Ed Board questions logic of Faculty Senate recruitment recommendation

While the Faculty Senate has got it right discouraging moving recruitment to the fall semester, its line of reasoning is skewed.

The biggest problem with Panhellenic’s proposal is that Fall Break will be eliminated next year-but put that aside.

The committee would like you to believe a party culture has engulfed the campus and that SMU students, particularly Greek students, are alcoholic drug addicts. They would also like you to believe students are spending all of their evenings throughout the school year at fraternity-sponsored bus parties.

Both of these positions are more inflated then our grades, and Ed Board has more faith in our fellow students.

To begin with, most back-to-school parties fraternities host happen within the first month of school. Once football season kicks off, they are few and far between. While many social functions occur on school nights, again the vast majority of bus parties are over by mid-September.

Many students go out and party on school nights. Many students do not.

The report states that in fall 2005, 213 first-years earned a GPA of 3.75 or above, and the average first-year GPA is 3.0. The report said the committee was disturbed that students seem to be able to go out multiple nights a week and still make good grades.

The problem is if the average GPA is 3.0, half of the first-year class is earning a GPA below a 3.0. Ed Board suggests these are the students that are going out every night of the week. If 213 students have a 3.75 GPA, another 213 students are hovering around a 2.25, a GPA below many Greek organizations’ standards.

Students use drugs and alcohol regardless of how many bus parties are available to them, and Ed Board questions the perceived availability of alcohol at the bars that Greeks are visiting at bus parties.

The bars ID students. No ID, no booze.

It is much easier for first-years to drink at fraternity houses than at bus parties.

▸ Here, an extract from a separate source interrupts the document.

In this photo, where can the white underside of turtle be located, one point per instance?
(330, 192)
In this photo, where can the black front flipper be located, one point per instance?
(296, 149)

Alcohol is more readily available to minors at the chapter houses than at the bars. But the committee’s report doesn’t even address that issue.

The second part of the committee’s report addresses SMU’s stance on Student Affairs advising Greeks on these parties.

Ed Board is astonished that SMU’s lawyers would tell Student Affairs to play “see no evil, hear no evil” with student issues.

While it may hold up in the legal court, it sure doesn’t hold up in our moral court.

An institute of higher learning has a greater obligation to its community than the bare-bones burden the government places on it.

SMU must reevaluate its policy regarding Student Affairs’ participation and involvement in advising Greek students on how to effectively conduct off-campus parties.

Without more support from Student Affairs, Ed Board agrees with the committee that, “it is only a matter of time until one of these parties results in tragedy.”